Clinical Applications of Artificial Intelligence in Urologic Oncology

Sharif Hosein; Chanan R. Reitblat; Eugene B. Cone; Quoc-Dien Trinh

Disclosures

Curr Opin Urol. 2020;30(6):748-753. 

In This Article

Discussion

In this review, we described novel applications of artificial intelligence in urologic oncology in imaging, histopathology, and genomics. Nevertheless, there are significant shortcomings in the studies mentioned above. Many of these models make use of only one data type (i.e. MRI scans). Artificial intelligence pipelines must be developed to operate with the input of the hundreds of data strings a physician classically incorporates in their trade. In practice, decisions cannot be made on treatment on the basis of a single type of study, and the same holds true for artificial intelligence. The most impactful studies presented were those that seamlessly combine multiple modalities of clinical information. Tabibu et al.'s[41] classifier, for example, most closely mimicked human intelligence by simultaneously interpreting the histology and genomic characteristics of the cancer to increase diagnostic power and improve treatment decision-making. Zhang's diagnostic machine is incredibly nuanced in that it goes through several iterations of feeding one output to a different algorithm. Their platform goes beyond analyzing an image and providing a diagnosis. They use natural language processing to provide physicians with easily interpreted characteristic features in addition to providing prognoses.[48] Natural language processing will likely be a pivotal contributor to integrating the infinite data sources in urologic oncology and has already shown promising results in providing prognoses by harvesting data from narratively written medical notes.[57]

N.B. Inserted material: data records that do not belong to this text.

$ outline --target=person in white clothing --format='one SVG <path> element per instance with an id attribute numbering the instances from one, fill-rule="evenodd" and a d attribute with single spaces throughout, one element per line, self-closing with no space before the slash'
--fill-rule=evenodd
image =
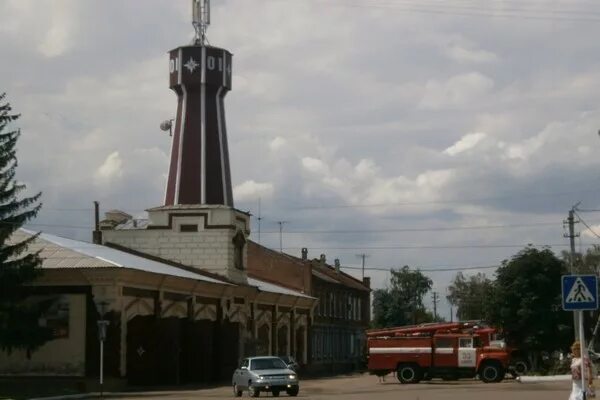
<path id="1" fill-rule="evenodd" d="M 582 357 L 578 340 L 571 346 L 571 352 L 573 353 L 573 359 L 571 360 L 571 381 L 573 386 L 569 400 L 583 400 L 583 388 L 581 387 Z M 594 393 L 594 375 L 590 359 L 583 357 L 583 363 L 585 366 L 585 380 L 587 381 L 586 399 L 589 399 L 590 397 L 596 397 Z"/>

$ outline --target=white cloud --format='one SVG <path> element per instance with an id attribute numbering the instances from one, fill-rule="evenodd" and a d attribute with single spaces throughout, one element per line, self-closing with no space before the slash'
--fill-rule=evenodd
<path id="1" fill-rule="evenodd" d="M 283 146 L 285 146 L 286 143 L 287 141 L 284 138 L 282 138 L 281 136 L 277 136 L 275 139 L 269 142 L 269 148 L 272 151 L 277 151 L 280 150 Z"/>
<path id="2" fill-rule="evenodd" d="M 106 157 L 102 165 L 96 170 L 96 181 L 100 183 L 109 183 L 116 178 L 123 176 L 123 161 L 119 152 L 112 152 Z"/>
<path id="3" fill-rule="evenodd" d="M 61 56 L 74 45 L 78 36 L 77 3 L 74 0 L 57 0 L 51 6 L 36 7 L 36 12 L 43 10 L 45 20 L 49 23 L 38 45 L 38 51 L 44 56 Z"/>
<path id="4" fill-rule="evenodd" d="M 58 1 L 0 1 L 0 76 L 10 77 L 2 91 L 22 114 L 19 178 L 43 191 L 48 209 L 95 199 L 128 210 L 161 204 L 170 138 L 158 124 L 176 110 L 165 52 L 189 43 L 188 6 Z M 306 230 L 561 221 L 576 201 L 600 206 L 589 193 L 600 187 L 600 24 L 317 3 L 213 7 L 211 43 L 235 54 L 225 103 L 237 205 L 251 209 L 260 197 L 271 215 Z M 589 9 L 584 0 L 570 7 Z M 472 200 L 481 198 L 498 199 Z M 298 210 L 320 204 L 350 207 Z M 41 218 L 65 225 L 51 212 Z M 286 241 L 555 243 L 557 229 Z M 88 239 L 85 231 L 58 233 Z M 374 249 L 369 262 L 492 265 L 512 251 Z M 352 264 L 355 253 L 339 256 Z"/>
<path id="5" fill-rule="evenodd" d="M 498 57 L 492 52 L 467 49 L 459 45 L 451 45 L 447 47 L 446 55 L 454 61 L 460 63 L 490 63 L 498 59 Z"/>
<path id="6" fill-rule="evenodd" d="M 590 228 L 591 229 L 589 229 L 589 228 L 583 229 L 581 231 L 581 234 L 586 238 L 597 240 L 598 239 L 597 235 L 600 235 L 600 224 L 590 225 Z"/>
<path id="7" fill-rule="evenodd" d="M 483 132 L 468 133 L 465 136 L 463 136 L 458 142 L 454 143 L 452 146 L 444 150 L 444 153 L 450 156 L 455 156 L 459 153 L 470 150 L 473 147 L 477 146 L 477 144 L 481 142 L 485 137 L 486 134 Z"/>
<path id="8" fill-rule="evenodd" d="M 479 72 L 456 75 L 441 82 L 429 80 L 419 103 L 423 109 L 475 106 L 494 87 L 494 81 Z"/>
<path id="9" fill-rule="evenodd" d="M 329 171 L 329 167 L 322 160 L 304 157 L 302 158 L 302 166 L 309 172 L 316 174 L 326 174 Z"/>
<path id="10" fill-rule="evenodd" d="M 245 181 L 233 188 L 235 201 L 268 199 L 273 196 L 274 187 L 270 182 Z"/>
<path id="11" fill-rule="evenodd" d="M 359 179 L 372 178 L 379 172 L 379 168 L 375 162 L 368 159 L 360 160 L 358 164 L 356 164 L 356 167 L 354 167 L 354 170 L 356 171 L 356 176 Z"/>

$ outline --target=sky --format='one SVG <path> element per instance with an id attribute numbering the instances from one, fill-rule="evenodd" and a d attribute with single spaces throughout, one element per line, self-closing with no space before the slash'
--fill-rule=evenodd
<path id="1" fill-rule="evenodd" d="M 43 192 L 30 228 L 90 241 L 94 200 L 136 217 L 162 204 L 167 52 L 192 37 L 188 0 L 0 2 L 17 178 Z M 568 250 L 578 202 L 577 249 L 598 243 L 598 37 L 589 0 L 213 0 L 251 238 L 279 249 L 284 221 L 283 251 L 359 278 L 366 254 L 374 288 L 419 268 L 446 317 L 458 271 Z"/>

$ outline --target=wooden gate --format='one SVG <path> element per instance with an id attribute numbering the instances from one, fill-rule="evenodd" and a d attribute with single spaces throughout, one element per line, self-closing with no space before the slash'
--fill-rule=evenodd
<path id="1" fill-rule="evenodd" d="M 185 383 L 213 381 L 213 331 L 209 320 L 186 321 L 183 330 L 182 380 Z"/>
<path id="2" fill-rule="evenodd" d="M 127 323 L 127 379 L 133 385 L 180 383 L 181 319 L 137 316 Z"/>
<path id="3" fill-rule="evenodd" d="M 217 364 L 220 368 L 220 380 L 231 379 L 233 371 L 237 368 L 240 358 L 240 324 L 238 322 L 221 322 L 218 330 L 219 355 Z"/>
<path id="4" fill-rule="evenodd" d="M 137 316 L 127 323 L 127 379 L 132 385 L 156 380 L 154 316 Z"/>

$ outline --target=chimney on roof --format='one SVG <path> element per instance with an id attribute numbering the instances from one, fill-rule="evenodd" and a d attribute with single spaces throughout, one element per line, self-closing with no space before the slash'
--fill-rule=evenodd
<path id="1" fill-rule="evenodd" d="M 135 219 L 135 218 L 133 219 L 133 227 L 137 228 L 137 219 Z"/>
<path id="2" fill-rule="evenodd" d="M 302 261 L 308 260 L 308 249 L 306 247 L 302 248 Z"/>
<path id="3" fill-rule="evenodd" d="M 368 276 L 363 277 L 363 284 L 366 287 L 370 288 L 371 287 L 371 278 Z"/>
<path id="4" fill-rule="evenodd" d="M 100 231 L 100 203 L 94 201 L 94 231 L 92 232 L 92 242 L 102 244 L 102 232 Z"/>
<path id="5" fill-rule="evenodd" d="M 339 274 L 340 273 L 340 259 L 336 258 L 334 260 L 333 264 L 335 265 L 335 272 L 337 272 Z"/>
<path id="6" fill-rule="evenodd" d="M 321 257 L 319 258 L 319 261 L 321 262 L 321 264 L 325 265 L 325 262 L 327 261 L 325 254 L 321 254 Z"/>

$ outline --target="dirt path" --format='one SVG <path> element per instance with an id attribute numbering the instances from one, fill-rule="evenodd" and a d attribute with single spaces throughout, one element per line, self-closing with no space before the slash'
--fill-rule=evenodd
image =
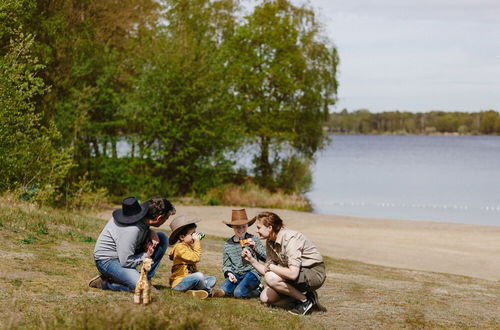
<path id="1" fill-rule="evenodd" d="M 177 215 L 200 217 L 200 231 L 229 237 L 233 207 L 178 206 Z M 249 217 L 263 209 L 247 208 Z M 370 264 L 500 280 L 500 226 L 354 218 L 275 210 L 323 253 Z M 111 211 L 100 214 L 109 219 Z M 168 223 L 164 229 L 168 229 Z M 253 227 L 249 230 L 253 233 Z"/>

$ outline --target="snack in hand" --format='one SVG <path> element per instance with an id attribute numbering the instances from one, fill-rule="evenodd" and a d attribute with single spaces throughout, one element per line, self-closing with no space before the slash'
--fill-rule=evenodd
<path id="1" fill-rule="evenodd" d="M 240 239 L 240 246 L 243 248 L 247 245 L 249 245 L 250 243 L 248 242 L 249 239 Z"/>

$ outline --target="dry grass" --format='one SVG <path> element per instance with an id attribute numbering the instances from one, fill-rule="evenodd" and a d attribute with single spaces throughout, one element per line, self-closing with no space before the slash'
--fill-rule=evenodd
<path id="1" fill-rule="evenodd" d="M 212 205 L 241 205 L 248 207 L 279 208 L 310 211 L 311 204 L 300 194 L 269 192 L 251 183 L 225 185 L 210 190 L 205 199 Z"/>
<path id="2" fill-rule="evenodd" d="M 135 306 L 131 294 L 87 287 L 104 221 L 5 199 L 0 213 L 2 329 L 500 328 L 498 282 L 329 258 L 319 291 L 326 312 L 298 317 L 256 299 L 186 297 L 166 287 L 168 261 L 153 303 Z M 223 242 L 203 240 L 201 270 L 219 281 Z"/>

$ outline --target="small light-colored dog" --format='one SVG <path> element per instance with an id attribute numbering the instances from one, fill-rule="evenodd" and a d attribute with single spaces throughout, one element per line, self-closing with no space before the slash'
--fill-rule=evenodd
<path id="1" fill-rule="evenodd" d="M 146 258 L 142 263 L 141 275 L 135 286 L 134 303 L 140 304 L 141 298 L 144 305 L 151 301 L 151 283 L 148 281 L 148 273 L 151 270 L 153 259 Z"/>

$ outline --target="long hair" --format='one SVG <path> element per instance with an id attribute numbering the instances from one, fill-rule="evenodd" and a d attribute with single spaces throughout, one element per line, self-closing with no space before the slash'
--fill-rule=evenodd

Access to high-quality and representative data will also pose a challenge in making artificial intelligence readily accessible. In essence, an artificial intelligence machine is only as good as the data it was built on, and machines trained on stock images cannot be generalized to wider populations. Rare malignancies, like collecting duct RCC that only accounts for 1% of all renal cancers, will likely be a problematic front for artificial intelligence to cross.[58] Data used for clinical studies often do not encompass the prospective patient population. This is a poignant issue for African Americans and other minorities who are less likely to be represented in such medical data and suffer worse cancer outcomes.[59] Indeed, artificial intelligence used the wrong way may actually lead to exacerbating disparities. Future endeavors should focus on democratizing data and making intentional efforts at including a heterogeneous mix of patients.